Gotham Knights isn’t off to a good start, especially on PC. After the developer announced the game would be locked to 30 frames per second (fps) on console with no performance mode, I immediately saw visions of the infamous Arkham Knight PC port — and my worst fears were confirmed.
Although Gotham Knights isn’t as disastrous on PC as Arkham Knight was at launch, the game still has serious performance issues. It’s demanding without much of a visual payoff, but the real issue comes down to how much the game stutters regardless of the hardware you’re using.
Get ready to stutter
Arkham Knight is an infamous PC port. At launch, the game stuttered like crazy, performance was lacking even with powerful hardware, and the game was locked to 30 fps. Gotham Knights isn’t a repeat of Arkham Knight, but it’s close.

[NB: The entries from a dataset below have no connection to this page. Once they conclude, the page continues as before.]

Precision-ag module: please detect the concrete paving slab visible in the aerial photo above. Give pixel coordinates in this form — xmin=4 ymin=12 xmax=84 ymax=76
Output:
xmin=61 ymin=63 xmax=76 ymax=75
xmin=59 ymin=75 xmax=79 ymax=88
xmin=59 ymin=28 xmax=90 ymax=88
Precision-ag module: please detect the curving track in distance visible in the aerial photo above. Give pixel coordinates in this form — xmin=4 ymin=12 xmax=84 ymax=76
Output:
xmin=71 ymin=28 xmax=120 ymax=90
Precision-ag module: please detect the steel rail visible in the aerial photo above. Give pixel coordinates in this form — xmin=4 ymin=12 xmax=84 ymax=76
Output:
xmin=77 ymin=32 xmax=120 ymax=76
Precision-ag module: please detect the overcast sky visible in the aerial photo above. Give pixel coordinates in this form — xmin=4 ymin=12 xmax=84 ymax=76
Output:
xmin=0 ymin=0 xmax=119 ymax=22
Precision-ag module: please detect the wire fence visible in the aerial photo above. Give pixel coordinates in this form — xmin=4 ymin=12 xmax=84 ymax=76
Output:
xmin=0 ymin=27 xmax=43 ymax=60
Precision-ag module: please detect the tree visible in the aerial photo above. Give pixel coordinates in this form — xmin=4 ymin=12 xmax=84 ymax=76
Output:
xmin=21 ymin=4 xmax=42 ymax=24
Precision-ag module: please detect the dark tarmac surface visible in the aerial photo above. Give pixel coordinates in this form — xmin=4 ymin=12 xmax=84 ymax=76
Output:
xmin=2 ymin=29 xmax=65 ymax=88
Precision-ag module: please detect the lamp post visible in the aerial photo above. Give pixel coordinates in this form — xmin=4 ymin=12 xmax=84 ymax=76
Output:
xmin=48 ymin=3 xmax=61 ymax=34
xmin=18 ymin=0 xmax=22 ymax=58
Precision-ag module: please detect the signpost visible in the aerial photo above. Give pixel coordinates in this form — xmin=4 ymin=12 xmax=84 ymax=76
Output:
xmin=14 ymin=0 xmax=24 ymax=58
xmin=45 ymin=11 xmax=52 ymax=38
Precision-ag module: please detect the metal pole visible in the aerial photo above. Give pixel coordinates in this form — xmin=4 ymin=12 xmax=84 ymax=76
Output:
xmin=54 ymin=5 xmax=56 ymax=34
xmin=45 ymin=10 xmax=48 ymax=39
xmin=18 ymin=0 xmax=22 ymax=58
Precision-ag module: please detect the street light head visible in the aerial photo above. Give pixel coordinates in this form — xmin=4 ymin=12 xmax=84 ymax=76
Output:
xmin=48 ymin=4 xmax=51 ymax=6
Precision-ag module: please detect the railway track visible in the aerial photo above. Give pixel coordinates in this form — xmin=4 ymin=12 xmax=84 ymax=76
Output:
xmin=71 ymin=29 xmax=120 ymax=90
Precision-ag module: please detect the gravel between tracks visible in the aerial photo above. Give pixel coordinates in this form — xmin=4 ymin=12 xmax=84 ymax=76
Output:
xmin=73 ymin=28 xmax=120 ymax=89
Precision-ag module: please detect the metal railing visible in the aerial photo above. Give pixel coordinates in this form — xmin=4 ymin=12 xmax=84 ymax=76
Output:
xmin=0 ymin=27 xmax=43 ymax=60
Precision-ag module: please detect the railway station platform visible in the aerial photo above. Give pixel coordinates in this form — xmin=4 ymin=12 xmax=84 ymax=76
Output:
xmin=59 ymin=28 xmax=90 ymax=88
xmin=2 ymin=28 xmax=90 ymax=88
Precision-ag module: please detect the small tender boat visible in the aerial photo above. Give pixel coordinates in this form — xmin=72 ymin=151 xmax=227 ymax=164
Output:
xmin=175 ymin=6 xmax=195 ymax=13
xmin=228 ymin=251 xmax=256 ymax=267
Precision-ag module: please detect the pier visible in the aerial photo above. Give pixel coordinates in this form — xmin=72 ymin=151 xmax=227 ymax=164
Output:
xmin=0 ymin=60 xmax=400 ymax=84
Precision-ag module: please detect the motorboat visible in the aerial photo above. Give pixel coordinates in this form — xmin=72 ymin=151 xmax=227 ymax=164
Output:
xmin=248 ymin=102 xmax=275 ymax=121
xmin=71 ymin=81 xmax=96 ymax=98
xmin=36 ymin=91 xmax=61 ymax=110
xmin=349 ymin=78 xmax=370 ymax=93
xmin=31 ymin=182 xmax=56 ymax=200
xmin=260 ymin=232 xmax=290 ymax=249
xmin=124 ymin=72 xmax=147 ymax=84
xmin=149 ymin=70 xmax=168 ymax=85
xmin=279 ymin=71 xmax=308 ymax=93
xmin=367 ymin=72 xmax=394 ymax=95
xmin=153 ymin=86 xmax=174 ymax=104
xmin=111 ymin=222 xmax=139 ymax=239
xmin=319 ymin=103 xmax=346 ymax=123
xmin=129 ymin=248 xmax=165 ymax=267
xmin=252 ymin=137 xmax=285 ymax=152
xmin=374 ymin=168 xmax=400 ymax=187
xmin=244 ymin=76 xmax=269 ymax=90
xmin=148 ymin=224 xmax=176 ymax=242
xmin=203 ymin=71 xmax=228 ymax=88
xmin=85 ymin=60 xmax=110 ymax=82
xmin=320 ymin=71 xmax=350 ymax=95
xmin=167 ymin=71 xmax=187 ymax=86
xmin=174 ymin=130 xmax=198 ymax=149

In terms of pros, the game has an upcapped frame rate — technically it’s capped at 360 fps, but you’re free to set that limit wherever you want. Performance is decent, though you’ll need a recent high-end PC to run the game (it has insane system requirements). Stuttering is the connective tissue here, and it’s nasty in Gotham Knights.
Above, you can see a frame time chart when playing for about four minutes in Gotham City. This was with an RTX 3060 Ti and Core i5-12600K, which is close to the configuration the developer recommends for 1080p at 60 fps.
I actually capped my frame rate here to 60 fps to give the game the best chance possible, but you can still see massive spikes in the frame time, with many going above 100ms. If you’re not used to seeing this type of graph, each one of those spikes (particularly the large ones) is a stutter.
Frame times are a bit abstract, so check out the plot of the frame rate each second above. There are sections where Gotham Knights stayed locked at 60 fps, but more often than not, the game fell far below that point. There are constant dips into the high 40s and some severe drops below 30 fps.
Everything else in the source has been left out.